Data Janitors vs. Data Scientists: The Unsexy Work of Building a Solid Data Foundation
The smart building industry is obsessed with the promise of Artificial Intelligence. We’re sold a future where sophisticated data scientists and powerful machine learning algorithms will unlock unprecedented levels of efficiency in our buildings. But this vision skips the most important step.
Before you can have a data scientist, you need a data janitor.
The reality is that our buildings are drowning in a sea of “Big Data”—millions of disorganized, uncontextualized, and often incorrect data points from thousands of sensors. We are starving for the “Right Data”—a small stream of clean, reliable, and actionable insights. The unsexy, unglamorous work of turning the former into the latter is the single most critical and overlooked task in building analytics today.
The AI Analytics Paradox: Garbage In, Gospel Out
There is a dangerous paradox at the heart of AI for buildings: the more advanced the algorithm, the more exquisitely sensitive it is to the quality of the data it’s fed. A “black box” AI model trained on messy, inconsistent data from a building’s BMS will not produce magic; it will produce statistically confident nonsense.
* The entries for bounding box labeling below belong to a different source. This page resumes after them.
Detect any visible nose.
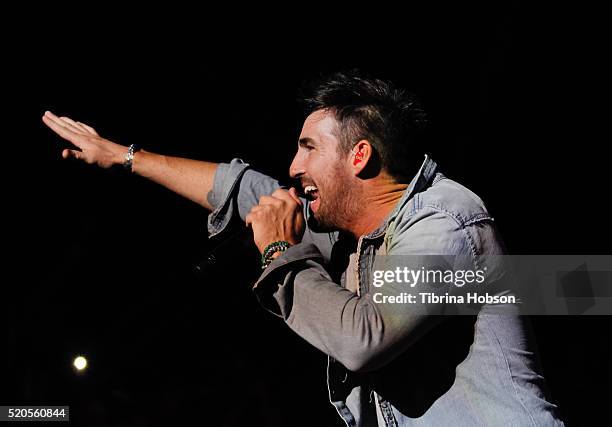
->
[289,150,304,178]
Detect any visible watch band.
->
[123,144,140,172]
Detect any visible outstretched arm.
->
[42,111,217,210]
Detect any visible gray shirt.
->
[208,156,562,426]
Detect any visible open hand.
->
[42,111,127,168]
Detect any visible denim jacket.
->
[208,156,563,426]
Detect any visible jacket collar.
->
[363,154,438,239]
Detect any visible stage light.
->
[72,356,87,371]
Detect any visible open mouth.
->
[304,185,319,212]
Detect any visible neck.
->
[348,176,408,239]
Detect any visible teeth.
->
[304,185,317,194]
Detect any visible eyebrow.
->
[298,137,317,147]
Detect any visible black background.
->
[1,2,612,426]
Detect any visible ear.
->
[349,139,372,176]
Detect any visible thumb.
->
[62,149,83,159]
[289,187,302,206]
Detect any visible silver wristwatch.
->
[123,144,140,172]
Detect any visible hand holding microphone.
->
[246,187,305,252]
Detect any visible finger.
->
[43,114,83,148]
[60,117,89,135]
[77,122,100,136]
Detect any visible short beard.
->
[309,169,362,232]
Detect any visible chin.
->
[308,211,339,233]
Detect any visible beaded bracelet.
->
[261,240,291,270]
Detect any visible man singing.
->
[43,72,562,426]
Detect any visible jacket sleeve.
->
[254,209,490,371]
[208,159,279,237]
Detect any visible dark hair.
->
[301,70,427,182]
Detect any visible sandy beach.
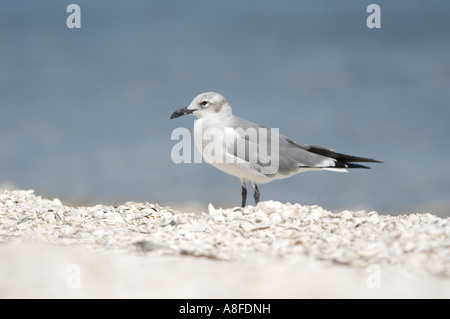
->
[0,190,450,298]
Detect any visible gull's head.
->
[170,92,231,119]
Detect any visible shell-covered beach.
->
[0,190,450,298]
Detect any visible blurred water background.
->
[0,0,450,216]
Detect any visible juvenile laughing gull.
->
[170,92,382,207]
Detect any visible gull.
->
[170,92,382,207]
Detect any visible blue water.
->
[0,0,450,216]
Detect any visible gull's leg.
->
[253,183,259,205]
[241,179,247,207]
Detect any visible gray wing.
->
[227,116,379,175]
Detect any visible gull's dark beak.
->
[170,107,195,120]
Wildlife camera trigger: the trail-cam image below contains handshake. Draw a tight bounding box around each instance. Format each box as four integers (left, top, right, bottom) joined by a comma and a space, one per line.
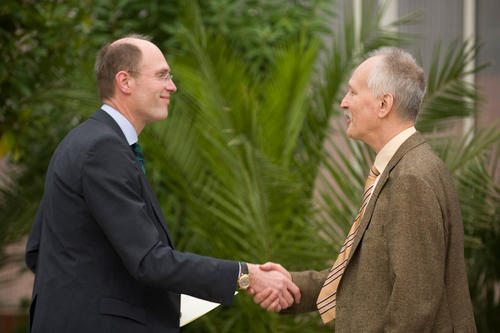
247, 262, 300, 312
This is the “Garbage In, Gospel Out” phenomenon. We feed an AI a stream of raw, unfiltered data filled with sensor errors, faulty equipment, and operational noise. The AI, doing what it’s designed to do, finds patterns in that noise and presents them as insights. Because it comes from an “AI,” we are tempted to treat this output as gospel truth, leading to wasted effort and a deep-seated distrust in the technology when its predictions inevitably fail.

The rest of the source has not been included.